I will never forget that moment when I heard my inner voice speaking to God saying, “God? You are doing something with this, aren’t you?” And it was as if I heard him audibly say with a wink and an elbow in my ribs, “Watch this….”

Banged up and sore I could have looked at everything that was ‘wrong’ – I needed a car, my new career to fall into place, my income to get better and to have a place to live …as well as still get my 3 and 1/2 year divorce out of the way. That alone should have been enough to bring doubt and fear – but it didn’t. I was excited! I KNEW God was up to something and within a few months every need I had was met and in the most unexpected ways. I had to let go of my plans and how I thought things should happen and I just watched God work and trusting the whole time. I quit the divorce, I saw how I was making it on my own over the last few years and I knew that God was my provider. And… I became stronger. I became whole again.

For quite some time, I had been learning all that He wanted me to learn and following the path He wanted me to follow and when things seemed to go wrong, I knew that all the little “cleanup on isle nine” events were leading me to the place God wanted me to be. I was no longer striving for what I thought I should be… I was instead listening to God tell me that I already was where He wanted me and to keep going. And as I kept going in His direction, He was making little changes here and there – some painful lessons – but needed and … I accepted them gratefully. No matter what I ‘couldn’t see’… I trusted Him and that was enough. Things have only gotten better since I moved away from trying to do things my way or when I would live in fear and doubt.

So years later, as I am now happily married and looking forward to sharing the celebration of Christmas in early November BEFORE THANKSGIVING… I hope friends will cut me some slack for starting a few weeks early.
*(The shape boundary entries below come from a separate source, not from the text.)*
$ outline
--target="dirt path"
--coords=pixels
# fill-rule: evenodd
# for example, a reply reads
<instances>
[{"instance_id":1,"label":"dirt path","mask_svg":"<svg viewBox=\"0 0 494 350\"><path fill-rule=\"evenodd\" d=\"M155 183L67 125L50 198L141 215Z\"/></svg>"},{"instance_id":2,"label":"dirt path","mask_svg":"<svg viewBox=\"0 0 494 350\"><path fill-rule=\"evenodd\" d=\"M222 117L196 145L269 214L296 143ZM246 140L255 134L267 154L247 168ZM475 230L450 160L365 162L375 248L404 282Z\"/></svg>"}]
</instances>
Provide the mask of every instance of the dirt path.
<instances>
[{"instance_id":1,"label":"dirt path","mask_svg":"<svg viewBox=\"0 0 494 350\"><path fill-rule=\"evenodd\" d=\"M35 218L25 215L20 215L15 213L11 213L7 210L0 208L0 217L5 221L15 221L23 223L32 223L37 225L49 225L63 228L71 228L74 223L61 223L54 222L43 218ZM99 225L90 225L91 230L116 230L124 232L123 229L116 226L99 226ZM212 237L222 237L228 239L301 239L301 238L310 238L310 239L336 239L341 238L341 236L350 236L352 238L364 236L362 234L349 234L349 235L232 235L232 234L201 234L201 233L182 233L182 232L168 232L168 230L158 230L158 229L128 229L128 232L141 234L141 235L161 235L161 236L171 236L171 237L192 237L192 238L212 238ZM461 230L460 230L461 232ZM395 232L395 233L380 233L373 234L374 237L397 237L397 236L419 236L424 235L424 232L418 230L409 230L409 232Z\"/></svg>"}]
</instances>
The Christmas spirit has already begun in many of my friends. That “Christmas spirit” I refer to is the ‘giving’ of our hearts and… there is no ‘wrong time’ to begin that.

My friend Richie was on his way to see his girlfriend in Atlanta and he saw a woman hitchhiking on one of the coldest days of fall. It turned out that this woman was hitchhiking from West Virginia to West Palm Beach to see her brother who was on life-support.  Richie didn't just drop her off at a truck stop. After he picked up his girlfriend (who was very understanding) they took the woman to the bus station and bought her a ticket to West Palm Beach. What a gift! What if the Christmas spirit didn’t hit Richie until after Thanksgiving?

Last week, my former daughter in-law Ashley and her co-worker were going to lunch and saw a homeless man in the freezing cold huddled by a dumpster. Ashley couldn’t ignore what she saw, but she was compelled to do more than hand him money. She went to the Dollar General nearby and bought him a blanket and she got him something to eat. When she took it to him the man was shocked that someone actually cared.

It was probably easier for my friend Richie to afford the bus ticket than it was for Ashley to spend money she most likely needed for her own needs, but she listened to her heart and she trusted.

When I talk about my friends who don’t like Christmas decorations before Thanksgiving, it is just in fun when they pick on me. They know the real focus is having the Christmas spirit at any given time - that giving spirit of your heart.

My heart goes out to those who are hurting near the holidays. Those singles who feel alone, the single parents struggling to make ends meet and those who have lost a loved one or have been suffering an illness… whatever pain or hardship you may be experiencing, sometimes the holidays can make what we have to endure a little harder – but we don’t have to let it be so hard or get us so down that we can’t see another’s needs and where our gifts can be given.

When I was at the end of my rope feeling many emotions all at once, I was going through an illness, I lost a loved one, I was going through a painful divorce, I lost my job and had no energy left to fight. After I surrendered my will and let God love me, I began looking for His little gifts that I knew were there and I swallowed my pride to receive them.

No matter what faith you have or don’t have – giving is still giving and love is still love and that is something we don’t have to wait for.